What do children see when they are out and about on the streets? Or more importantly: What can’t they see? The research project “Augen auf! – Open your eyes!“ carefully examined the perception of the “weakest” road users and enables us to see with our own eyes and understand what they see.
Dangers on the way to school
The project “Open your eyes” makes aware of concerns on ways to school and offers cities and communities as well as families and schools help to improve road safety in school environment.
In the course of the project ways to schools were analysed, dangers were identified and the eye movement of children was simulated via mobile eye tracking and evaluated.

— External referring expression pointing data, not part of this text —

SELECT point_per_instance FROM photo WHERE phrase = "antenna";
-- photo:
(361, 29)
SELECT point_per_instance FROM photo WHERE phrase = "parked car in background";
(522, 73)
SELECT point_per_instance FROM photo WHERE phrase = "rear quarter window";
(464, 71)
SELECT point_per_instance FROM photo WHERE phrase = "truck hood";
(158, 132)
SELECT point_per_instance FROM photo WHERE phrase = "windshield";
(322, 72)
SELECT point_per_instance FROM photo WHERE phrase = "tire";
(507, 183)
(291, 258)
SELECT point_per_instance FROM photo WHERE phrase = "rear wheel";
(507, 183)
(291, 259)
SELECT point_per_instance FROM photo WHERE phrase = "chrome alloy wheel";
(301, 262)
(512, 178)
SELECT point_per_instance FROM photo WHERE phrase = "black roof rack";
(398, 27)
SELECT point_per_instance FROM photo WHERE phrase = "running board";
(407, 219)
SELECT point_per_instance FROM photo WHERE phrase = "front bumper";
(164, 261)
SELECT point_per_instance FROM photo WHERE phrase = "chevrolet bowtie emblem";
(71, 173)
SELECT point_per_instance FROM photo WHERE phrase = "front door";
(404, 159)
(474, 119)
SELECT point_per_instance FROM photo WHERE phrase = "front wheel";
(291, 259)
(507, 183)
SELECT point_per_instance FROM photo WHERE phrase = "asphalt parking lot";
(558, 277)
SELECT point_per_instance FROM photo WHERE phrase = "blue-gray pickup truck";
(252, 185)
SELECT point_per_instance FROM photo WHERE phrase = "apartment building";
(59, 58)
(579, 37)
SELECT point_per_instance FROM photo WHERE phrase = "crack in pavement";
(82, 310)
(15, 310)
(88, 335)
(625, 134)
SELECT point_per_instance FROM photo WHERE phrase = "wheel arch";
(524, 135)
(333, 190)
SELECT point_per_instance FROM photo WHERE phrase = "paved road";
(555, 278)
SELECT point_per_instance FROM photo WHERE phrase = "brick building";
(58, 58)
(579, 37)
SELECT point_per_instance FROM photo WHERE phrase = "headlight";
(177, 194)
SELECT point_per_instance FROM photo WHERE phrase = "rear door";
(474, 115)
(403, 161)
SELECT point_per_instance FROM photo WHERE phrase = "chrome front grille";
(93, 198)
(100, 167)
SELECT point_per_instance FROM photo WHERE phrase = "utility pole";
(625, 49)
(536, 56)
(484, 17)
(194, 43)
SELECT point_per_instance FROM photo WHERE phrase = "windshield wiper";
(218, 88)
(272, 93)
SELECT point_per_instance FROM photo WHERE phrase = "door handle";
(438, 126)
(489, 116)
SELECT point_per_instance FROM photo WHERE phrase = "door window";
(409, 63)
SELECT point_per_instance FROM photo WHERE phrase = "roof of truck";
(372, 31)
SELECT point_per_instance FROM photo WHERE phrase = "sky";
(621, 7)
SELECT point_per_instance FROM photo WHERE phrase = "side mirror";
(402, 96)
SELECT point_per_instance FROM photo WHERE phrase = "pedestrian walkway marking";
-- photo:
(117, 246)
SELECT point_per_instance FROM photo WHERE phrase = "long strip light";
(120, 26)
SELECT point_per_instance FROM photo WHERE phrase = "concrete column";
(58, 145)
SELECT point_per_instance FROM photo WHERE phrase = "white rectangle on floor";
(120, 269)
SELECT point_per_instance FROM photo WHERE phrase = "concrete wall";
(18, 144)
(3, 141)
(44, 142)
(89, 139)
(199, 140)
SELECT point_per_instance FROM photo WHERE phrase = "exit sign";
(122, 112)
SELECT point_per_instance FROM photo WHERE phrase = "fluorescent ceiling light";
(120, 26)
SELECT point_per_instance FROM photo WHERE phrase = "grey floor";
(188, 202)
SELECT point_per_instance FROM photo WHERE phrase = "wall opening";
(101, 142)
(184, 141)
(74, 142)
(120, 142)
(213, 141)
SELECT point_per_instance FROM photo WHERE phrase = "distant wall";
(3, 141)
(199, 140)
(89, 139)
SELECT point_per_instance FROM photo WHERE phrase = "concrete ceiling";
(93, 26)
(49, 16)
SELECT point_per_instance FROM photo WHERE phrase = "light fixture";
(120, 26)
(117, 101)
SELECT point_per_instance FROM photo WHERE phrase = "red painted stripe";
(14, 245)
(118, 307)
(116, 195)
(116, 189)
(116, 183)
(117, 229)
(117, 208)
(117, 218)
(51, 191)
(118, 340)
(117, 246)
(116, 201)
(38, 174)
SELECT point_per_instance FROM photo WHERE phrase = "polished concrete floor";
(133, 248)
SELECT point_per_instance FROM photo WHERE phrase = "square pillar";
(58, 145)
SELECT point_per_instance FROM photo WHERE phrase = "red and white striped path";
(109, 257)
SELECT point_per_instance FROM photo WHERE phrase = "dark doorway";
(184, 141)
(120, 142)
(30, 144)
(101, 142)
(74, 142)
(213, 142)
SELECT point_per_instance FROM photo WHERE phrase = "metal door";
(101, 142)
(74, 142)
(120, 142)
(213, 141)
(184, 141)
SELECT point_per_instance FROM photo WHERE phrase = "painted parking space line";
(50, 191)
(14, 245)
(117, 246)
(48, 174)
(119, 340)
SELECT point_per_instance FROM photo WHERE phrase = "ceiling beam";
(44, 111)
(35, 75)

“Children cannot sufficiently verbalise and reflect experienced situations and dangers on their way to school. However, by instrumental monitoring of the eye movement we can make the world of a child’s eye visible for adults and thus gain new findings on the biggest dangers on the way to school”, explains Johanna Grüblbauer, head of projects at the St. Pölten UAS and deputy head of the Austrian Institute of Media Economics residing at the UAS.
Obstacles and missing footpaths
Results of the analysis of eye movements were for example that 90 percent of the children do not look back before walking around a car parked at the roadside and before entering the road. House gateways are particularly dangerous for children: no matter whether the gates are open or closed. Every second child is easily distracted for example when passing open gates and does not think about the possibility of cars crossing the footpaths.
“To make ways to school safer adults and especially parents also have to be sensitized with regard to children’s perspectives and basic knowledge about perception and behaviour of children must be taught”, says Grüblbauer. Thereto, videos and publications which originated during the project are used.
Project “Open your eyes! Seeing the world through a child’s eyes“
The project “Open your eyes! Seeing the world through a child’s eyes“ was supported by the Austrian Ministry for Transport, Innovation and Technology via the Austrian Research Promotion Agency FFG in the framework of the programme “Discovering talents: Young Academics - Regional Talents“.
Next to the St. Pölten UAS partners of the project were the Ziviltechnikbüro Retter & Partner as lead manager (Volker Alberts) as well as Walk-Space.at – the Austrian Society for Pedestrians (Dieter Schwab). The eye-tracking analysis were conducted by Johanna Grüblbauer and Georg Neubauer, a student of the Master programme Digital Media Technologies at the St. Pölten UAS.